プロデビュー後は武尊への憧れだけでなく「K-1・Krushのスーパー・フェザー級は武尊選手の次の世代がいない状況で、若い選手がチャンピオンにならないといけない」「いつまでも武尊選手に頼っていてはK-1が落ちていっちゃう。ここから若い選手がドンドン出ていかないと」「武尊選手から下のスターがいないんで、そこで20代前半の若い僕がバーンと出たら必ずK-1・Krushはもっと盛り上がると思う」と武尊に続く選手になるという自覚も芽生えている。
武尊本人も今年1月のKrushスーパー・フェザー級王座決定トーナメントに横山が出場した際「今回のトーナメントで注目しているのは横山選手。横山選手は攻撃のキレ・スピードがあって倒す力も持っていて、選手としての華もあると思います」と横山に期待の言葉をかけていた。

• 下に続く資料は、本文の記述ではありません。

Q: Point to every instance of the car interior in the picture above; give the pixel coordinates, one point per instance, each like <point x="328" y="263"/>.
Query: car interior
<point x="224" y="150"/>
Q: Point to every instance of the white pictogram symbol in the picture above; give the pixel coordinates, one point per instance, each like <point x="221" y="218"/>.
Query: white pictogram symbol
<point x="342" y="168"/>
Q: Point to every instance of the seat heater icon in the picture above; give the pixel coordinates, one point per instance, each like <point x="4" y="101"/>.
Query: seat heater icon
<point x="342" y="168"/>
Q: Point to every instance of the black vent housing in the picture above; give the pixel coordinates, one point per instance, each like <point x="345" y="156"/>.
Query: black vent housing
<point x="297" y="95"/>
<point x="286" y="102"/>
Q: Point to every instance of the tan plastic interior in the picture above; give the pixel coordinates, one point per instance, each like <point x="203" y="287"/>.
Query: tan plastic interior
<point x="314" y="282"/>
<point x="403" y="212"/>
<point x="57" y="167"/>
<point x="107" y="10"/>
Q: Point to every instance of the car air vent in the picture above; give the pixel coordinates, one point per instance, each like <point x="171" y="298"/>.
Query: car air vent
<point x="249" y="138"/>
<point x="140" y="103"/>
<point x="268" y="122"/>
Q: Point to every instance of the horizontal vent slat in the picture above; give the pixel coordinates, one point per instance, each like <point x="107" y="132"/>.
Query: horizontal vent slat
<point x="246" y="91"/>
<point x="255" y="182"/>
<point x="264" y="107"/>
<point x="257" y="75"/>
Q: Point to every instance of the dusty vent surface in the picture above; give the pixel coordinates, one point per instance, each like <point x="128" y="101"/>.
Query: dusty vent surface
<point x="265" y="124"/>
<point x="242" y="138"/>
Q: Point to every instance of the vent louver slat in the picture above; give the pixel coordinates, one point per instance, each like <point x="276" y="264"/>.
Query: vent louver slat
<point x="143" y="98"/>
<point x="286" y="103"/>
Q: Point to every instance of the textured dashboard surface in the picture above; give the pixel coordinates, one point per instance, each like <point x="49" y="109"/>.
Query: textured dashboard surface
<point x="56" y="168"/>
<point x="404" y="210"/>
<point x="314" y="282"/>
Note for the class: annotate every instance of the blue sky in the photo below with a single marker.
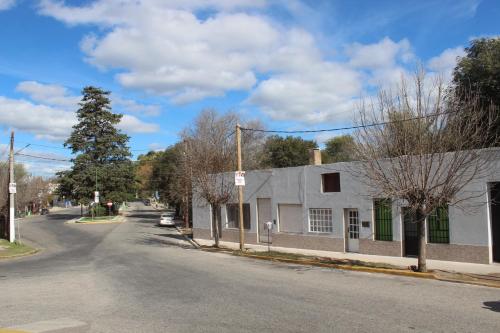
(292, 64)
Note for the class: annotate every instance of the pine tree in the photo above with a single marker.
(103, 161)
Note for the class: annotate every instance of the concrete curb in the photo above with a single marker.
(343, 267)
(357, 268)
(119, 219)
(29, 253)
(195, 244)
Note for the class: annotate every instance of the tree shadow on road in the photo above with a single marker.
(493, 306)
(169, 240)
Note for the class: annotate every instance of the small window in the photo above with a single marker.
(232, 212)
(331, 182)
(320, 220)
(383, 219)
(439, 226)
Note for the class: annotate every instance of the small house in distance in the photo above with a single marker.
(326, 207)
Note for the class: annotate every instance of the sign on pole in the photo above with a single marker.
(239, 178)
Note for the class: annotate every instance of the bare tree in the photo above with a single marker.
(415, 147)
(211, 152)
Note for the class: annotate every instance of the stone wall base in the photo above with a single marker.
(321, 243)
(445, 252)
(381, 248)
(461, 253)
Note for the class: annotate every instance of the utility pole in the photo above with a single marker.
(12, 190)
(186, 184)
(240, 188)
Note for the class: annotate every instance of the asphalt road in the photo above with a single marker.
(133, 277)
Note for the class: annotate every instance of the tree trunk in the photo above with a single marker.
(422, 248)
(216, 225)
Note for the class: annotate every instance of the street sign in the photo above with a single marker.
(239, 178)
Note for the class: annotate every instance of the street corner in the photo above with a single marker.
(46, 326)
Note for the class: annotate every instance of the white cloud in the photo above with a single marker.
(132, 124)
(45, 122)
(165, 48)
(51, 114)
(379, 55)
(320, 93)
(155, 146)
(132, 106)
(7, 4)
(50, 94)
(446, 61)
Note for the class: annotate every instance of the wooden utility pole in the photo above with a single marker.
(240, 188)
(12, 184)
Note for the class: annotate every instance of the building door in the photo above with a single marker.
(495, 220)
(265, 214)
(352, 228)
(219, 221)
(411, 234)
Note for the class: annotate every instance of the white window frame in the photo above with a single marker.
(324, 224)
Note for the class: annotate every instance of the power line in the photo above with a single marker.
(44, 158)
(344, 128)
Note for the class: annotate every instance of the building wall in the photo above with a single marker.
(469, 225)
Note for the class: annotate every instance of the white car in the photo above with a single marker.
(167, 219)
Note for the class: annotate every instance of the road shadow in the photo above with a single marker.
(157, 241)
(144, 216)
(493, 306)
(61, 217)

横山が武尊が返上したベルトをかけたトーナメントでK-1王者になれば、まさにK-1新世代の新たなスター誕生となるだろう。
武尊はK-1のベルトを返上し、しばらくリングから離れることになったが、武尊が積み重ねた闘いの歴史はベルトと共に続いていく。新たな歴史を創るのは武尊の盟友・大岩か、武尊のライバル・レオナか、武尊との戦いを熱望する朝久か、武尊に憧れた新世代の横山か。